Patsy, whose mother and grandmother were both street traders in Liverpool, says she was not consulted on the move and will refuse to pay the costs because she would have to pass it on to her customers. She has been offered an alternative pitch three miles away at Riverside Drive where she says there is no passing trade whatsoever.

Patsy, who says she was invited to trade at the Pier Head 13 years ago by the council and has always been able to operate as normal during major events, has received huge support after her story went public over the weekend,

Much of this has been online, but customers have also come down to her Deli van at the Pier Head to show their own support. She said: "One customer came and threw £50 into the van. The girls ran after him to give it back but he wouldn't take it back.

"Another stopped and said he was ashamed to be a Scouser. These are the real people of Liverpool who don't like to see a wrong."

Liverpool's leaders have now been directly challenged about the situation. Opposition leader Richard Kemp has written to Mayor Joanne Anderson, chief executive Theresa Grant and the Labour group leader Liam Robinson.

He said: "The traders who make their living day in and day out at the Pier Head and on bad days make very little return are being chased from their spots when they could make some decent money in favour of outsiders who can pay good money.

"If this is true it must be reversed. There's no social value in exploitation. These people spend their profits in the local economy and employ local people. They must not be shafted in this way."

Over the weekend, the council's cabinet member for Culture Harry Doyle attempted to explain the decision. Responding to questions, he said: "When the council has paid £2m to bring 15k+ people a day to the secure village, and it has to make sure the village washes its face so we don’t have to dip into council funding, you would expect prices to increase.

Patsy Murphy and her business partner Rebecca Molloy at The Deli, their food stall on the Pier Head (Liverpool Echo)

"An event levy, which will become more regular now we have best value practices in place at the council. You can’t have your cake (Best value) and eat it (let some people off). It’s a lose, lose situation politically, but you all slated us for not charging proper rents."

Speaking about the required costs, Patsy said: "Morally I would never do that. It would mean having to hike our prices up by three times and I can't do that to families in Liverpool who are already struggling. We are supposed to be there to provide affordable food. I would rather have no money than do that, I'm not ripping people off.

"If we did that and raised our prices, what would happen when all the temporary food stalls have left after Eurovision? We would be left with customers who were rightfully angry because we had overcharged them. They are also planning to charge us for other events like the Battle of Britain commemorations at the end of May.

"This means that May, usually one of our most profitable months will now mean hardly any income at all.

"We just feel as though we have been shown no respect at all by the council. We come from a proud family of street traders and we weren't even consulted about this. They want us to just go away for two weeks so they can make as much money as possible and then come back and pick up the crumbs. I don't know who is making these decisions, but if I was them I would be struggling to sleep at night. Shame on them."
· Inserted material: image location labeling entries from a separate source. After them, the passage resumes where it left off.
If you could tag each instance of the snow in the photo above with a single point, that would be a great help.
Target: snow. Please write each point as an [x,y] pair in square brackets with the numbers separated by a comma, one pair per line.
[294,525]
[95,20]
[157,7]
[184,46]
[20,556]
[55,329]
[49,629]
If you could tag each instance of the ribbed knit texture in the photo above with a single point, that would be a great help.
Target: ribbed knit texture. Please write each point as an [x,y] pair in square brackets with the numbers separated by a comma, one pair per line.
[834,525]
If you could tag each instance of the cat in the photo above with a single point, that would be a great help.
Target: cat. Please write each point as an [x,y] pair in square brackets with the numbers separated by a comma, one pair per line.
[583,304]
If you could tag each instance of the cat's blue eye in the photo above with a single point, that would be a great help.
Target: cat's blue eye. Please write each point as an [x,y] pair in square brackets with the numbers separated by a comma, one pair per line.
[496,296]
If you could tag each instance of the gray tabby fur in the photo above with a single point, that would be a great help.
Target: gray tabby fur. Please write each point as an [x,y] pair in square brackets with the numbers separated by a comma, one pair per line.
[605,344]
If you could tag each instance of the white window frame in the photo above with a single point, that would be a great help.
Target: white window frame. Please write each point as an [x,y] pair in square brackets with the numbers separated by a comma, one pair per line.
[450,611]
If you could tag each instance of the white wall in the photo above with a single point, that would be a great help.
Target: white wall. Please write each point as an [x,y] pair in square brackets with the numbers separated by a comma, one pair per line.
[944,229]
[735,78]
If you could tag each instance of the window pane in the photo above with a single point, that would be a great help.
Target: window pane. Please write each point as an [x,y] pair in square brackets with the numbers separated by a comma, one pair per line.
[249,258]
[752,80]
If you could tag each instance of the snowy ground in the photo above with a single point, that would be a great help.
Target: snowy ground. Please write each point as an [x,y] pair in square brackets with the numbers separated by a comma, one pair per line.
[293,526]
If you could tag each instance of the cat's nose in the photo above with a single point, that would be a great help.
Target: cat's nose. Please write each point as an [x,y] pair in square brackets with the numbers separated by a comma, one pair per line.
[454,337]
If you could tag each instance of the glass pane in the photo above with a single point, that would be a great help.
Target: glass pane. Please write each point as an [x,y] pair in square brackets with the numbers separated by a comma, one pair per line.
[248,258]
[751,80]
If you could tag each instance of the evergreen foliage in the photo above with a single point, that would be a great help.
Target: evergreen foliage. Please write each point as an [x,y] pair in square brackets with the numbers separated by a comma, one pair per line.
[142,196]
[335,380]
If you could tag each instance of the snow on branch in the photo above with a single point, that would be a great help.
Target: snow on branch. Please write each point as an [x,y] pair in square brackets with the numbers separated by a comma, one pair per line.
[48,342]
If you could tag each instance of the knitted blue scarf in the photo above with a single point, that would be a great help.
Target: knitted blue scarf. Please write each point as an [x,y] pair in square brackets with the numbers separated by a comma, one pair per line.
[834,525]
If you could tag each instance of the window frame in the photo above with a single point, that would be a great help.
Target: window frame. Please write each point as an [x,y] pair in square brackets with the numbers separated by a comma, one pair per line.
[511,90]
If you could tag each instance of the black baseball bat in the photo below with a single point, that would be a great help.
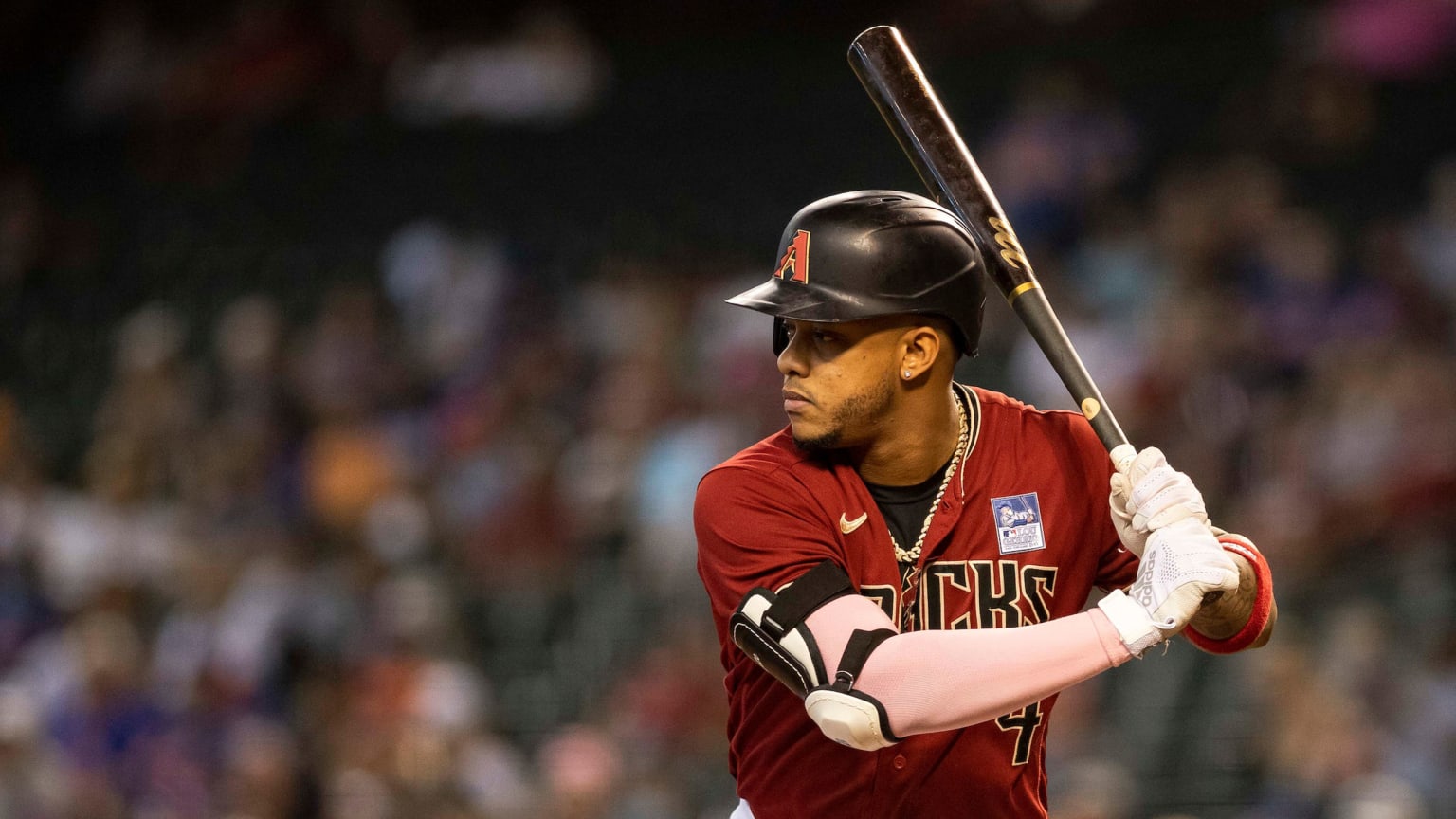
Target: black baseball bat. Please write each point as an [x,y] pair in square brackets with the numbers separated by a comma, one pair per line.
[901,89]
In its initial response, a Liverpool City Council spokesperson said: “The Eurovision Village is expecting over 15,000 people every day and to maximise public safety for all, it has been necessary to temporarily suspend the permits for existing traders on the Pier Head.

“In recognition of this disruption we have invited the affected street traders to apply to be a part of the Village. The pitch fees are in line with an event of this scale. There are also additional requirements vendors need to meet, such as the sustainability policies of Eurovision and, for security reasons, to be cashless.

“By choosing not to trade within the Eurovision Village the traders have the option of being relocated to another site without any additional fee.”